Pas la peine de demander qui est qui, puisque chacun, ici, s’exerce au jeu des métamorphoses. Ovide avait déjà mis en scène la loi qui préside au débord, l’inéluctable activité onirique qui précède toute capture et qui permet à la proie d’échapper à son prédateur en devenant part d’un nouveau rêve.

Le corps s’évanouit et s’incarne en image quand l’image, elle, fait le chemin inverse, en s’incarnant en rêve.

Là s’énonce la loi selon laquelle il est possible d’échapper sine die à l’ombre du néant. C’est pourquoi chaque nuit clignote à l’instant du débord. Un déclic signale l’accomplissement du saut quantique qui projette le reflet au-devant du miroir.

Nolwen dans la salle de bain, 2017

9

Ici, il n’y a pas de différence entre l’artifice et la loi. Il y a des larmes et du sang, du foutre et de la salive, des caresses et des coups, des orifices criant après le vide et des vides demandant à être remplis, des assauts et des aveux, des élévations et des chutes. La rue est déjà oubliée et avec elle le tic-tac des heures. La nuit qui s’installe a les contours indiscernables de la bouche de la vérité dans laquelle sautent et dansent démons et merveilles.

L’exiguïté d’une chambre devient l’infini, un drap un océan, une fille grimée une déesse, un jeune homme un faune, un faune un dieu, Dionysos Apollon, ou l’inverse, et un cul dans lequel on range des fraises comme on le ferait d’un chapelet au soir d’une journée de prières, s’écarquille tel un œil joyeux de s’ouvrir enfin sur un jardin rempli de délices délicatement orgiaques.

RJ derrière une vitre, 2013

10

Ce livre d’images, tel un rétiaire, tisse et lance son filet sur le ciel noir des significations.

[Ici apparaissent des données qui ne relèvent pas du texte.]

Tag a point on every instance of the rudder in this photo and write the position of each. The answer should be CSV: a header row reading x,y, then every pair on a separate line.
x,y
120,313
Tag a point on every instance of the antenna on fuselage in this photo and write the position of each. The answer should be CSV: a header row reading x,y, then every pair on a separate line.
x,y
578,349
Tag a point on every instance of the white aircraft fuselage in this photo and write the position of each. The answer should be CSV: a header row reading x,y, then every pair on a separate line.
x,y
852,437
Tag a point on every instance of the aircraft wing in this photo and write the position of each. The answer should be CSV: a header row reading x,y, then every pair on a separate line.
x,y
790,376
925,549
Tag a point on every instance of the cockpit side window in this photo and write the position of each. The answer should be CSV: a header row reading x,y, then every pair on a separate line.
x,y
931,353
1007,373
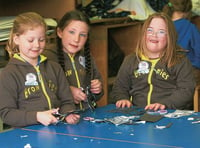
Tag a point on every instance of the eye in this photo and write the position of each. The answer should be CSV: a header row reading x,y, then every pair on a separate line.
x,y
149,30
30,41
42,40
83,35
71,32
161,32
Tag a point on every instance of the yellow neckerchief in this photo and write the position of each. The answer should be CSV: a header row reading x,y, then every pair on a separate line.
x,y
71,57
153,62
37,68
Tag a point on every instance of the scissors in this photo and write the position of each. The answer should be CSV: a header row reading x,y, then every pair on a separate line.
x,y
61,117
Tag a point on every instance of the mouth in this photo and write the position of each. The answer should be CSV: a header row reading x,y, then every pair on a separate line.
x,y
74,46
153,41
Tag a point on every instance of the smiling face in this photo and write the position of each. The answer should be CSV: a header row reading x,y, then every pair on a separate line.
x,y
31,44
156,38
73,36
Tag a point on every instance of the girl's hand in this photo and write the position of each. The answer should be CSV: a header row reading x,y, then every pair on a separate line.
x,y
78,94
123,103
72,118
46,117
155,106
96,86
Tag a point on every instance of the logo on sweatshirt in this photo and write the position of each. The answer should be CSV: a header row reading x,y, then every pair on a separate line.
x,y
31,79
82,60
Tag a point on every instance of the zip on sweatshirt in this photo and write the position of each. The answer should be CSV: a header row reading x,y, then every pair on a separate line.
x,y
76,74
153,62
40,59
37,68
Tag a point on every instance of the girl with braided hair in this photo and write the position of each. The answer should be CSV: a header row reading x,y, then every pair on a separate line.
x,y
74,56
188,33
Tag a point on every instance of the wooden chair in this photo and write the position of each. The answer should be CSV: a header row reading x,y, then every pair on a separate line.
x,y
197,99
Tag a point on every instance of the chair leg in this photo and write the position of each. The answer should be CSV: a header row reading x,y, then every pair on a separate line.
x,y
197,99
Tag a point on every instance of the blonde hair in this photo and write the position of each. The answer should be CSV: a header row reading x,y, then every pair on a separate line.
x,y
22,23
169,55
184,6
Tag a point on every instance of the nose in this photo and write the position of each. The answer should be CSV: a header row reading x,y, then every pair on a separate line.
x,y
76,37
36,43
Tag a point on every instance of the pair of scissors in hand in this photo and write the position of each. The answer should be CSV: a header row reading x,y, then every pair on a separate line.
x,y
61,117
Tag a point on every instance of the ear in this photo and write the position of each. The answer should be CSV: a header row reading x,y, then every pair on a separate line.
x,y
59,32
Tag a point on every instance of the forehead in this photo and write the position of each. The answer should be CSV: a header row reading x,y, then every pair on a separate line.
x,y
158,23
76,24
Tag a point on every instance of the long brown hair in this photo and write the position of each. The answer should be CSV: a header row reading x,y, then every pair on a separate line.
x,y
169,55
21,24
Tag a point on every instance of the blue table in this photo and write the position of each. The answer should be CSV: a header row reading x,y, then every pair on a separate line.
x,y
182,134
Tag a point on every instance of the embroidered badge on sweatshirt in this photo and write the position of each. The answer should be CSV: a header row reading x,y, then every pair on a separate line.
x,y
31,79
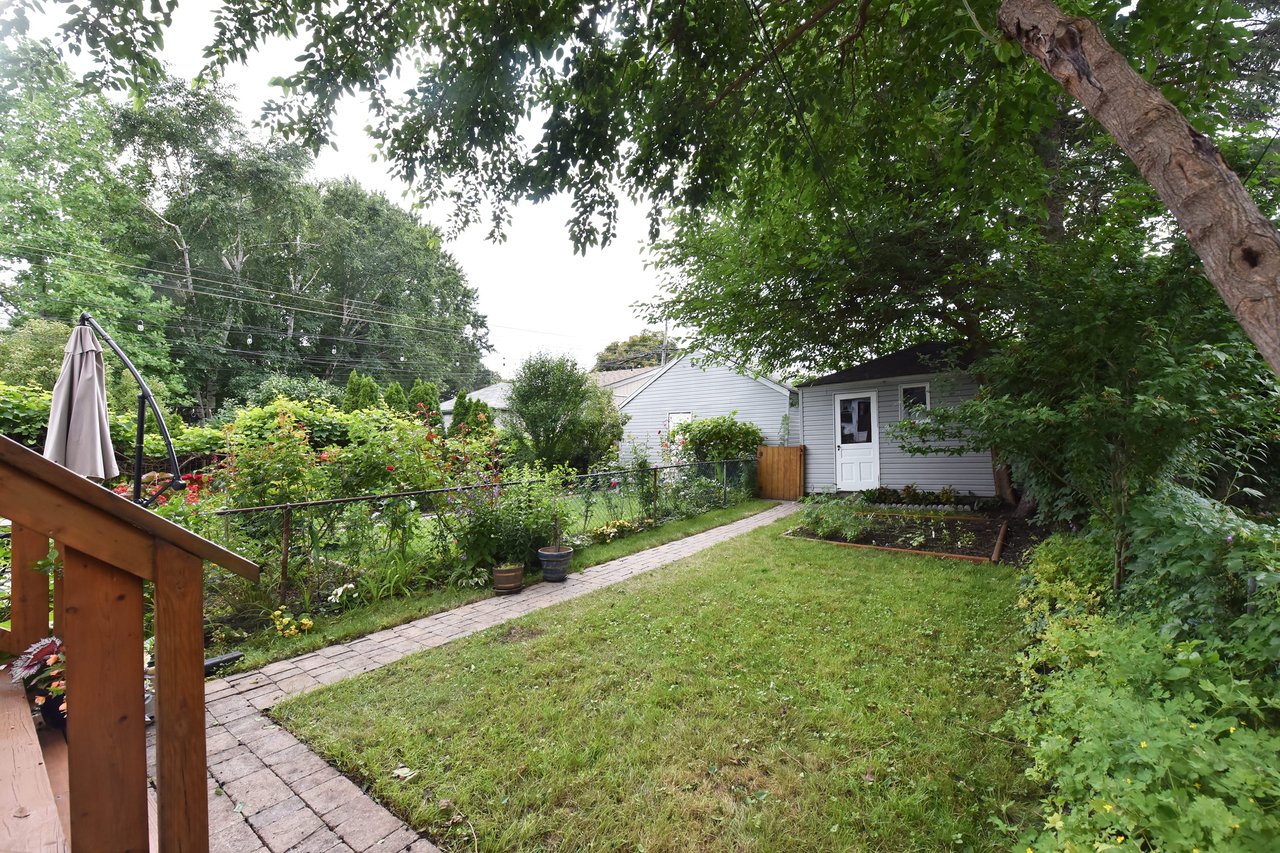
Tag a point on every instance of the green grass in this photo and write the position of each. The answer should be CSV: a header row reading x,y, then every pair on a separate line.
x,y
265,647
597,553
766,694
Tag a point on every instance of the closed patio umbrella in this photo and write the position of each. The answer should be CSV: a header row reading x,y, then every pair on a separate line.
x,y
80,437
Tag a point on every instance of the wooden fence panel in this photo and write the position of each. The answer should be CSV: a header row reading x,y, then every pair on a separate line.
x,y
780,473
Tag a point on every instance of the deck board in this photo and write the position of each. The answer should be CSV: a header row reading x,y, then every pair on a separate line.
x,y
28,811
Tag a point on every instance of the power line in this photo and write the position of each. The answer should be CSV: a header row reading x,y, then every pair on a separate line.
x,y
248,283
766,39
205,324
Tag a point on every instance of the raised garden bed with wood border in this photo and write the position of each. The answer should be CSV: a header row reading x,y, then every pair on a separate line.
x,y
927,534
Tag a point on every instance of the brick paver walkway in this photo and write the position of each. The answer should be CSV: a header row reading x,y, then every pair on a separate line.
x,y
269,792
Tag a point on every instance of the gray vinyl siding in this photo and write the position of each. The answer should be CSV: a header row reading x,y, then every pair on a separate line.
x,y
965,473
705,392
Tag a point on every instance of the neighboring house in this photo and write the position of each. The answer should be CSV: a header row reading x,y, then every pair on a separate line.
x,y
622,383
496,396
688,388
845,420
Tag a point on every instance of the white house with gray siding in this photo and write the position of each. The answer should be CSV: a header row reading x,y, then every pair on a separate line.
x,y
688,387
846,419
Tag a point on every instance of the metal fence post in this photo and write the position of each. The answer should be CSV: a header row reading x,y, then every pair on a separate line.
x,y
286,529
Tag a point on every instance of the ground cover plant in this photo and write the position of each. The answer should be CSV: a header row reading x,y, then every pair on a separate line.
x,y
1150,711
768,693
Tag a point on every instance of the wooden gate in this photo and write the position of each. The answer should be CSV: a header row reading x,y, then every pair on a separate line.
x,y
780,473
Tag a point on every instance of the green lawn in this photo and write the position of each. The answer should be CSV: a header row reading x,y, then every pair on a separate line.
x,y
266,646
767,694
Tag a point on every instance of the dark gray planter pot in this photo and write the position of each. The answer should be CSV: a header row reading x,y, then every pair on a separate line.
x,y
554,560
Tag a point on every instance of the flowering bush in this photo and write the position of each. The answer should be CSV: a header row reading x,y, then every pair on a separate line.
x,y
716,438
287,625
42,667
1151,717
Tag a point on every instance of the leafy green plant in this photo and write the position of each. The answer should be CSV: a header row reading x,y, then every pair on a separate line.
x,y
720,437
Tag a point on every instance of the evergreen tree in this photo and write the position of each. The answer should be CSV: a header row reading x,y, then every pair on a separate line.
x,y
461,411
370,395
424,400
394,397
351,396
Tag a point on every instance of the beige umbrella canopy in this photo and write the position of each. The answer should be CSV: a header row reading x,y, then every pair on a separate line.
x,y
80,436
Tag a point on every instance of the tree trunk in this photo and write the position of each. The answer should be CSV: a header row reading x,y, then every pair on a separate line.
x,y
1239,246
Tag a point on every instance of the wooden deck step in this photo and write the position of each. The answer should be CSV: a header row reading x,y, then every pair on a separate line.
x,y
54,744
28,811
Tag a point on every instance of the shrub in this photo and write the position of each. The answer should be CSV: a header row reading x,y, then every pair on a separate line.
x,y
1192,557
1141,739
721,437
833,518
361,393
424,401
23,413
396,398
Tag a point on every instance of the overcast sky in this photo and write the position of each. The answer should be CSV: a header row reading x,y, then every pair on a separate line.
x,y
536,293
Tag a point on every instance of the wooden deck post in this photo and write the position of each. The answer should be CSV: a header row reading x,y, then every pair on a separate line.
x,y
181,702
105,735
28,596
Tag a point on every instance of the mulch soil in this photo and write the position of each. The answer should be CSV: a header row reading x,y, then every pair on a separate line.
x,y
964,534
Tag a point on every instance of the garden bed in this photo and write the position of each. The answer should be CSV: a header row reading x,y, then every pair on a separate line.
x,y
977,538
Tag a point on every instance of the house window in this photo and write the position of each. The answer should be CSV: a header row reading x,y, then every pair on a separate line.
x,y
915,401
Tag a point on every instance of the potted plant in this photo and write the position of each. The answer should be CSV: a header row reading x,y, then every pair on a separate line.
x,y
554,557
42,670
508,578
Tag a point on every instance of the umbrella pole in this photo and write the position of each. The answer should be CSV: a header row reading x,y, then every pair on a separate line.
x,y
145,400
137,448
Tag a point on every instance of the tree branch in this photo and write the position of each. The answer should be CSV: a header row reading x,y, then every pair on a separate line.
x,y
737,82
1239,246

Il ne le fait pas à partir des mots mais des reflets qui s’écarquillent, des brillances qui suintent, des éclats de lumière qui sillonnent le miroir de la nuit. L’appareil à images y révèle ses terribles puissances.

Il invente le voile et ce qui le soulève.

Il révèle que les corps ne sont pas ombre impure mais source de lumière.

Il permet que se mêlent en une alchimie mystique, l’effacement de tout dans le secret de la lumière et la dissolution des atomes du visible en remous argentés exaltant l’abolition de la beauté du monde à l’instant merveilleux de son effondrement.

C’est qu’ici, dans cette nuit particulière, rien ne ressemble jamais à rien. Les corps s’assemblent qui ne se ressemblent pas. Les orifices et les excroissances s’unissent dans leurs dissemblances même. Il n’y a, pour eux, qu’un but, conjurer le sort que leur impose la limite des peaux grimées aux couleurs de la fête.

Il polit le silence de la nuit jusqu’à ce qu’elle absorbe le chatoiement de reflets aussi fulgurants qu’éphémères.

Il fait de la nuit tout entière un foyer de vision.

Chaque élément qui s’y reflète n’est plus image mais partie de cet œil insécable par où l’infini jouit de sa multiplicité. Tout ce qui se montre est lui. Tout ce qui s’exhibe est une de ses manifestations.

Seule l’incessante multiplicité de ses manifestations, le tremblement de chaque grain de peau et de chaque orifice, de chaque main et de chaque sexe, de chaque regard et de chaque cul, peuvent leur permettre, à chacun – illusion magnifique au centre de laquelle l’œil s’égale au miroir de l’infini – de se reconnaître en l’assomption visuelle d’une fleur mystique.

La première signature de l’ouvrage aura lieu le Jeudi 3 octobre de 18 à 21 h à la galerie Hors champs 20 rue des gravilliers 75003 Paris.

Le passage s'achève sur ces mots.